Osmanlı tarihinin en görkemli padişahlarından Yavuz Sultan Selim, sadece sekiz yıl tahtta kaldı ama imparatorluk topraklarını iki buçuk katına çıkardı. Kudüs merkezli bir barış düzeni inşa etti. Cumhurbaşkanı Başdanışmanı, iletişimci-yazar Doç. Dr. M. Mücahit Küçükyılmaz, Yavuz Sultan Selim'in hayatını Adaletin Kılıcı Yavuz adıyla romanlaştırdı. Sinematografik bir dille, şiirsel ifadelerle kaleme alınan roman Turkuvaz Kitap'tan çıktı. Biz de romandan yola çıkarak, Küçükyılmaz'la hem Yavuz'u hem de Selçuklu, Osmanlı mirasını bugünün Türkiye'sinin nasıl değerlendirdiğini konuştuk...
- Bir Yavuz Sultan Selim Han kitabı yazma fikri nasıl oluştu?

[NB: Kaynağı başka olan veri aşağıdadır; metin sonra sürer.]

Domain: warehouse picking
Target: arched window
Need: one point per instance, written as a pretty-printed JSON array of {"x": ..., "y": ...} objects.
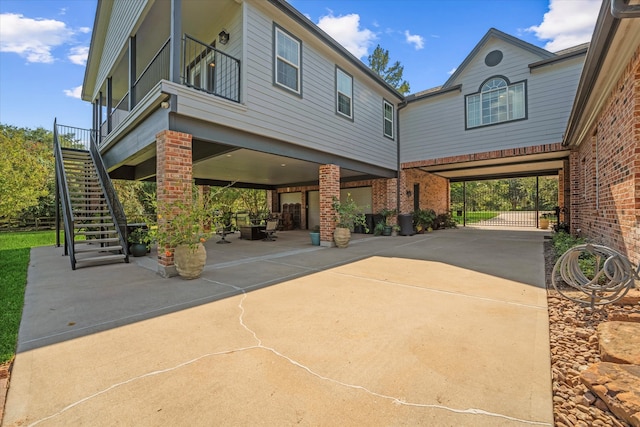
[{"x": 497, "y": 102}]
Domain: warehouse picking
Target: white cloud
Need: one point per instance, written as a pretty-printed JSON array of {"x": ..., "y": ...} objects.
[
  {"x": 414, "y": 39},
  {"x": 346, "y": 31},
  {"x": 78, "y": 55},
  {"x": 32, "y": 39},
  {"x": 76, "y": 92},
  {"x": 567, "y": 23}
]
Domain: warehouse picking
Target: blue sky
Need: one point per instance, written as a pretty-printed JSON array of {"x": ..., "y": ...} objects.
[{"x": 44, "y": 43}]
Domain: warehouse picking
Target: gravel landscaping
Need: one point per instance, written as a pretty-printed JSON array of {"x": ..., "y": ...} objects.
[{"x": 574, "y": 347}]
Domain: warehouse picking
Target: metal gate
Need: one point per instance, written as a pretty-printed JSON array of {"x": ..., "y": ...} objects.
[{"x": 507, "y": 202}]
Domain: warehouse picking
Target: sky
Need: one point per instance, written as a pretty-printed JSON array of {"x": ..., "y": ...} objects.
[{"x": 44, "y": 43}]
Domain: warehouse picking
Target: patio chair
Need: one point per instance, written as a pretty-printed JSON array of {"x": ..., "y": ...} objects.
[{"x": 270, "y": 230}]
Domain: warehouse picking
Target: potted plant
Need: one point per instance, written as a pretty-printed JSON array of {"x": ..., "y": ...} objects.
[
  {"x": 386, "y": 214},
  {"x": 315, "y": 235},
  {"x": 544, "y": 221},
  {"x": 347, "y": 215},
  {"x": 183, "y": 230},
  {"x": 140, "y": 240},
  {"x": 378, "y": 230}
]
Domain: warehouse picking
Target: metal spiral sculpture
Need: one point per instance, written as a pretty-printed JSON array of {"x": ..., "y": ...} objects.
[{"x": 611, "y": 277}]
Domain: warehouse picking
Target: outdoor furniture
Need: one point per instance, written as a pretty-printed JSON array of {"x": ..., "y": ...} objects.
[
  {"x": 270, "y": 229},
  {"x": 251, "y": 232}
]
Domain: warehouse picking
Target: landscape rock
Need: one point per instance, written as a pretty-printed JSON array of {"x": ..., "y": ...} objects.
[
  {"x": 619, "y": 342},
  {"x": 618, "y": 386}
]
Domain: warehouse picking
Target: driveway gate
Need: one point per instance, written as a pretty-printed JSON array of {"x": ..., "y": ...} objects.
[{"x": 510, "y": 202}]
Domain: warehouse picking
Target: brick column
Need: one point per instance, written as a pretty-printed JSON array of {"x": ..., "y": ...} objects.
[
  {"x": 329, "y": 187},
  {"x": 174, "y": 180}
]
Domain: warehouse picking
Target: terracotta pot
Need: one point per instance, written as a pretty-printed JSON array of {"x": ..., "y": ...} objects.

- Ta 2012 yılında bir senaryo çalışması olarak başladığım ve "Adaletin Kılıcı" adını o zamandan verdiğim bir eser bu. İçimde büyüyen bir ukdeydi. Romana dönüşmesi için dünyayı kasıp kavuran bir virüsün ortaya çıkması gerekiyormuş galiba. (Gülüyor)
- Nasıl bir dönemin ve sürecin kahramanı Yavuz Sultan Selim?

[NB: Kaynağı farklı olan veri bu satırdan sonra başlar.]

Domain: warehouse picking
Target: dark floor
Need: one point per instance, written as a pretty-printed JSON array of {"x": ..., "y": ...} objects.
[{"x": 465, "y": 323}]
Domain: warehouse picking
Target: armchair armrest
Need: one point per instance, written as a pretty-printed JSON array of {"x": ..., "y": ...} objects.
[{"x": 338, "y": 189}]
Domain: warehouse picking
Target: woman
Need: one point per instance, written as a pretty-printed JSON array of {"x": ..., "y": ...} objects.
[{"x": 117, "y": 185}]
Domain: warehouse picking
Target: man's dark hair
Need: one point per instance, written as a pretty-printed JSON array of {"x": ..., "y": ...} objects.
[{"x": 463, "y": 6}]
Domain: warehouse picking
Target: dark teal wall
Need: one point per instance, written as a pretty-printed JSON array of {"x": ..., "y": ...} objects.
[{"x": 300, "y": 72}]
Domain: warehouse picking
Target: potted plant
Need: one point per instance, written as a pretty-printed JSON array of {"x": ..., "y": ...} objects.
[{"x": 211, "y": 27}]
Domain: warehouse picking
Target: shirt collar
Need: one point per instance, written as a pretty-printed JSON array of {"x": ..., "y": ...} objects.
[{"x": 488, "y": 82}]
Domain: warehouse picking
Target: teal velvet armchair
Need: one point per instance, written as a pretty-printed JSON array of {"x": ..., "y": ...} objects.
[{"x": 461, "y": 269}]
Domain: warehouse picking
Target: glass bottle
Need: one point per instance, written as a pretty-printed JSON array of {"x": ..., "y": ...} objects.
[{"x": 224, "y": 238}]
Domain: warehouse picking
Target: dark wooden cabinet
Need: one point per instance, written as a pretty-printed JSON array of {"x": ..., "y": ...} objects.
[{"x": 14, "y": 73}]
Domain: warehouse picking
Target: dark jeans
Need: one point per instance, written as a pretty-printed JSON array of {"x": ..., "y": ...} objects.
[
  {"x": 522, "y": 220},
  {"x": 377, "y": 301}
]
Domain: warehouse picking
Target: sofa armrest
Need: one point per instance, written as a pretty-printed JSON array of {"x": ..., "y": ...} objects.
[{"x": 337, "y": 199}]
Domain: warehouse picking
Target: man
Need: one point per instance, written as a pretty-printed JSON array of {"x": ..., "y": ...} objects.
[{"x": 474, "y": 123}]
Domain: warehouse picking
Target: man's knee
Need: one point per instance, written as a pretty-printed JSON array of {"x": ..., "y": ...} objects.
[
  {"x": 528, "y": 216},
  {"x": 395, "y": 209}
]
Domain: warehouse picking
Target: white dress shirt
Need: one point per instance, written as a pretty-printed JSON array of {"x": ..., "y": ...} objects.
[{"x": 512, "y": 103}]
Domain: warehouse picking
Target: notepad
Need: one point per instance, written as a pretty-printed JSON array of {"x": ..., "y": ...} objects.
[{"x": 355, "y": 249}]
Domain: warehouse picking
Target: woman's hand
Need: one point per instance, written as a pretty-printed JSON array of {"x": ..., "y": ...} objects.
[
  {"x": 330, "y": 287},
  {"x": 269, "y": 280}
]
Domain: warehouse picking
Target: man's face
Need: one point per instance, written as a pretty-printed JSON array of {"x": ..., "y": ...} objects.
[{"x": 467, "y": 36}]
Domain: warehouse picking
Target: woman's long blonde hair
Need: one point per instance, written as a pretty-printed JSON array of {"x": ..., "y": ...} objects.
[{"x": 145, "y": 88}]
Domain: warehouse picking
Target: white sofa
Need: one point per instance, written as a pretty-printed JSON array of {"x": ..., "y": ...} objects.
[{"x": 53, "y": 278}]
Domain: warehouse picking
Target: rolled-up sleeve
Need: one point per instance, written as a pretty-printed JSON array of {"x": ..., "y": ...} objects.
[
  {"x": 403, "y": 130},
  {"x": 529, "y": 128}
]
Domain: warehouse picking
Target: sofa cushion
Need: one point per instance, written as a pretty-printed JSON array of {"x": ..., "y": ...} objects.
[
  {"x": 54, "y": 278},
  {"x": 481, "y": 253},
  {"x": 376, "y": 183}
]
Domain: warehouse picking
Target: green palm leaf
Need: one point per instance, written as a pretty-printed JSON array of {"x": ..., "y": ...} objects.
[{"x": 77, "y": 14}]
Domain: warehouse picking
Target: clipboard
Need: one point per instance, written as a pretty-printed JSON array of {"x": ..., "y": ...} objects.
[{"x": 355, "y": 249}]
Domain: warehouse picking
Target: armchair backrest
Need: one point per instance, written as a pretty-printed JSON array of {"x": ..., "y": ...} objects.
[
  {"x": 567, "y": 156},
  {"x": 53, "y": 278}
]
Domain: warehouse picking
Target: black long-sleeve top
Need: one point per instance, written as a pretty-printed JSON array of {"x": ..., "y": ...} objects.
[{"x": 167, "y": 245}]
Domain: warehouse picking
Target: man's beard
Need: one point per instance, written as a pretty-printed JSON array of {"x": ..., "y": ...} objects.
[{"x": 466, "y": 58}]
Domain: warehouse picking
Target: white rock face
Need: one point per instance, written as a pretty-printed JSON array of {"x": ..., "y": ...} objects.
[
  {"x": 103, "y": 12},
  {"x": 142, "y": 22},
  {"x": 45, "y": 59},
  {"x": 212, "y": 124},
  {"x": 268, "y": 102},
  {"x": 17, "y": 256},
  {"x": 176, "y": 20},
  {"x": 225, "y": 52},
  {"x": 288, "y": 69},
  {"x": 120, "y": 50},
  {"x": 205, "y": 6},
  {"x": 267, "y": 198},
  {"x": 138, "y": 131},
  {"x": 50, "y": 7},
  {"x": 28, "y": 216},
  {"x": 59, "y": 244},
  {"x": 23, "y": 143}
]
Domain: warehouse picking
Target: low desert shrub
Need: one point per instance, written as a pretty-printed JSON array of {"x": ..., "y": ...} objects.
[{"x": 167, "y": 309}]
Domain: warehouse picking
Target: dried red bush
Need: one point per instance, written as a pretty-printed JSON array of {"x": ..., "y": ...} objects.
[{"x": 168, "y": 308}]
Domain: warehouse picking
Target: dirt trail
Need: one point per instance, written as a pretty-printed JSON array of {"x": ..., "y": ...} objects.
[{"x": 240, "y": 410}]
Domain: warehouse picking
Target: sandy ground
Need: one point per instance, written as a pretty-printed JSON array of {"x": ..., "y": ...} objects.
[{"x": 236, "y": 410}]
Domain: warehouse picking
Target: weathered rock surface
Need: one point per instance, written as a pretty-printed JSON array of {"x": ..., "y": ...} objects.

- Dedesi Fatih'in ihtişamlı devrinden sonra babası Bayezid'in amcası Cem Sultan ile iç savaşı ve sonrasındaki mücadelelerinin gölgesinde büyüyen bir çocuk... Şah İsmail'in fedailerinin Anadolu'yu allak bullak ettiği bir kaos ortamını ve Mısır'dan gelip Kayseri surlarına dayanan Memlukleri Trabzon'da yakından gören bir şehzade... Ve Teke yöresinden başlayıp bütün Anadolu'yu kasıp kavuran, hatta Anadolu Beylerbeyi Karagöz Paşa ile Veziriazam Hadım Ali Paşa'nın canlarına mâl olan Şahkulu isyanının ardından tahta geçen bir padişah... Yavuz sayesinde Ortadoğu 1517 ile 1917 arası, yani Ridaniye Savaşından Balfour Deklarasyonuna uzanan tam 400 yıl boyunca bir barış ve istikrar dönemi yaşıyor. Kudüs merkezli bir siyasal düzen bu.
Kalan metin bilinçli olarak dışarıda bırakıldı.